/svarm-iq

This repository contains the proposed algorithm SVARM-IQ and the code to rperoduce the experiments of the paper "SVARM-IQ; Efficient Approximation of Any-order Shapley-Interactions through Stratification"

Primary LanguagePython

📄 Supplement Material for SVARM-IQ Submission.

This repository holds the code for the paper SVARM-IQ: Efficient Approximation of Any-order Shapley Interactions through Stratification accepted at AISTATS 2024.

🚀 Quickstart

For a quick introduction, we refer to the main.ipynb notebook: Install the dependencies via pip install -r requirements.txt and run the notebook.

Setup

from games import LookUpGame
from approximators import InterSVARM as SVARMIQ

game = LookUpGame(
    data_folder="vision_transformer",   # what explanation task / model to use
    n=16                                # number of image patches for the vision transformer
)

game_name = game.game_name
game_fun = game.set_call
n_players = game.n
player_set = set(range(n_players))

interaction_order = 2

SVARM-IQ to approximate the Shapley Interaction Index

svarmiq_sii = SVARMIQ(
    interaction_type="SII", 
    N=player_set,
    order=interaction_order, 
    top_order=False
)

sii_scores = svarmiq_sii.approximate_with_budget(game=game_fun, budget=budget)

SVARM-IQ to approximate the Shapley Taylor Index

svarmiq_sti = SVARMIQ(
    interaction_type="STI", 
    N=player_set, 
    order=interaction_order,  
    top_order=True
)

sti_scores = svarmiq_sti.approximate_with_budget(game=game_fun, budget=budget)
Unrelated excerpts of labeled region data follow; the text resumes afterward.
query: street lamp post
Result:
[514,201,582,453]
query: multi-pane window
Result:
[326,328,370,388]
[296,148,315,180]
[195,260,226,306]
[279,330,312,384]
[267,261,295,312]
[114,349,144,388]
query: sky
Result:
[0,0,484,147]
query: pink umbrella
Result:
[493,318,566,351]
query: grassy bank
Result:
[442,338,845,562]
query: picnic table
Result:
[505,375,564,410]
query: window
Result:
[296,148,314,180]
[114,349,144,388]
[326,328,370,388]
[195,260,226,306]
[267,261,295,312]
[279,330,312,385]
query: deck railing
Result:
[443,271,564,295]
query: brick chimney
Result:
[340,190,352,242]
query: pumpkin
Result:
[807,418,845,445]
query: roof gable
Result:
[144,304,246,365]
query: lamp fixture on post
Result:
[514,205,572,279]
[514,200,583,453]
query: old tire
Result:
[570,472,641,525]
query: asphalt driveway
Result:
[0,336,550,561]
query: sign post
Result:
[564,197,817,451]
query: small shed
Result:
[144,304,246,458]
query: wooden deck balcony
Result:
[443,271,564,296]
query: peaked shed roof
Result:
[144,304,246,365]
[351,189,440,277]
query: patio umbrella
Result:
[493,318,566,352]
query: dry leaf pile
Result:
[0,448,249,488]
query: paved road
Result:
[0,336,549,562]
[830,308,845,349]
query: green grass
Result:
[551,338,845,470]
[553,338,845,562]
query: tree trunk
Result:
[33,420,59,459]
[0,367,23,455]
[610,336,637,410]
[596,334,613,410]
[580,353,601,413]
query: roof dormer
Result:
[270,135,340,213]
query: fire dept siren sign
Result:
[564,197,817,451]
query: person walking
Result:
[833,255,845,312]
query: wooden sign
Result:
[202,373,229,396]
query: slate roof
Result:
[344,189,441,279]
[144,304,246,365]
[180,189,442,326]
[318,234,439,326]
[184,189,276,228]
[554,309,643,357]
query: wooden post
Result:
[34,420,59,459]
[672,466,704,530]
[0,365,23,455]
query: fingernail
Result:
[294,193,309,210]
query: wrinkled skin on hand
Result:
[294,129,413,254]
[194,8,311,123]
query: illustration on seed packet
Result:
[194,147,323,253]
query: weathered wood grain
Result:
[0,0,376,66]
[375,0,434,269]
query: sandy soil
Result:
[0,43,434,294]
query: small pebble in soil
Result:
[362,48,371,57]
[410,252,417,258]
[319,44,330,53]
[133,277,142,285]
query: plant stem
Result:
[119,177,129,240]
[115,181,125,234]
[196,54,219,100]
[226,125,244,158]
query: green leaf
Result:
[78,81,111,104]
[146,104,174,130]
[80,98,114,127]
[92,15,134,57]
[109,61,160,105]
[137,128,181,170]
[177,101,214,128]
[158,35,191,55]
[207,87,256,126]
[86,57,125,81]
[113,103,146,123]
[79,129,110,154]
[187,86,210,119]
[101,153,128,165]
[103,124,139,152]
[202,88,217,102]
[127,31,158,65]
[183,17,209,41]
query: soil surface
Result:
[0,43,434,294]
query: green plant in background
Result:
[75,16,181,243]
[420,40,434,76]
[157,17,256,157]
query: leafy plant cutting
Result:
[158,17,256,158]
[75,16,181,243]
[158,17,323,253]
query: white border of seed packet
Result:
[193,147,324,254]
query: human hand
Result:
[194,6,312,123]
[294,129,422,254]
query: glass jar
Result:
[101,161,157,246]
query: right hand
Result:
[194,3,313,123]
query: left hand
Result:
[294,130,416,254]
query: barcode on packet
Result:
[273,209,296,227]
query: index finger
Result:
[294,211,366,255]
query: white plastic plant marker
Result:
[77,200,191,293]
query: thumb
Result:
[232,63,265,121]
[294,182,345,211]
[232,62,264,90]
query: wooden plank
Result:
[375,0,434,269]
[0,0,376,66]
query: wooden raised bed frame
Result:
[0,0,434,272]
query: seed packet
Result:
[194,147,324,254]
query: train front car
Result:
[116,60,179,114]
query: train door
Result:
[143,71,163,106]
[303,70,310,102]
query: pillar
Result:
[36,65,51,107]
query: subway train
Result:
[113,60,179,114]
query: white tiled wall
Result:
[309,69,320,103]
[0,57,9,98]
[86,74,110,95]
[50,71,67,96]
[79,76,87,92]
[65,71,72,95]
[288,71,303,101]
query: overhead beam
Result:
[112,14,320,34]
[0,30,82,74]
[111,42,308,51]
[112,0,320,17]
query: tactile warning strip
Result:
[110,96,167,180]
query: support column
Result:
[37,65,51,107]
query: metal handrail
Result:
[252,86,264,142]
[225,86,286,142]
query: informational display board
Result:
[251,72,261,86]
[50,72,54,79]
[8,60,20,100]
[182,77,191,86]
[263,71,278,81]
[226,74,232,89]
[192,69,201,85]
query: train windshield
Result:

SVARM-IQ to approximate the Shapley Faith Index

svarmiq_fsi = SVARMIQ(
    interaction_type="FSI",
    N=player_set,
    order=interaction_order, 
    top_order=True
)

fsi_scores = svarmiq_fsi.approximate_with_budget(game=game_fun, budget=budget)

✅ Validate Experiments

To run and validate the same experiments as in the paper the lookup data may need to be first pre-computed. For this we refer to precompute_lm.py, precompute_cnn.py, and precompute_vit.py. We provide some example images and sentences in the games/data folder.

The experiments can be run via the files with the prefix exp_ in the root folder.